Is vaccine access fair and equitable?
Demand is equal, shots aren’t: Roughly the same percentage of Black and White people want to get vaccinated. But White people are actually getting vaccinated faster. Why?
Obstacles, not “hesitancy”: Some claim this is due to “vaccine hesitancy” in the Black community. The evidence says the problem is more likely that Black people have obstacles to access.
What kind of obstacles make it harder to get a shot?
- More travel time: An NPR analysis found that some states have fewer vaccine centers near Black and Hispanic communities, so it takes Black people more time and effort to get there.
- Less Job Flexibility: Black people are more likely to hold essential worker jobs, which do not allow time off to get the shot or take time off if they feel lousy the next day.

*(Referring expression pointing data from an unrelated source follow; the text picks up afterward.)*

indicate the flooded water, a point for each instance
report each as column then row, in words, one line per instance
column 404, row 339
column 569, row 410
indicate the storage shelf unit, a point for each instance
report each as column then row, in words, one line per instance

- Less Internet Access: Most vaccine registration and appointment scheduling is available primarily online. These systems vary by state and by county. Many are very confusing to use.Some determined people are using Facebook groups, twitter bots and all kinds of clever ways to hunt down vaccine appointments. People of color and people in rural areas are less likely to have reliable internet service, or internet access during work hours. They have a harder time getting vaccine appointments.
Takeaway: Differences in vaccination rates between White and Black people are probably due to in access issues.
Center for Disease Control and Prevention. Demographic Characteristics of People Receiving COVID-19 Vaccinations in the United States.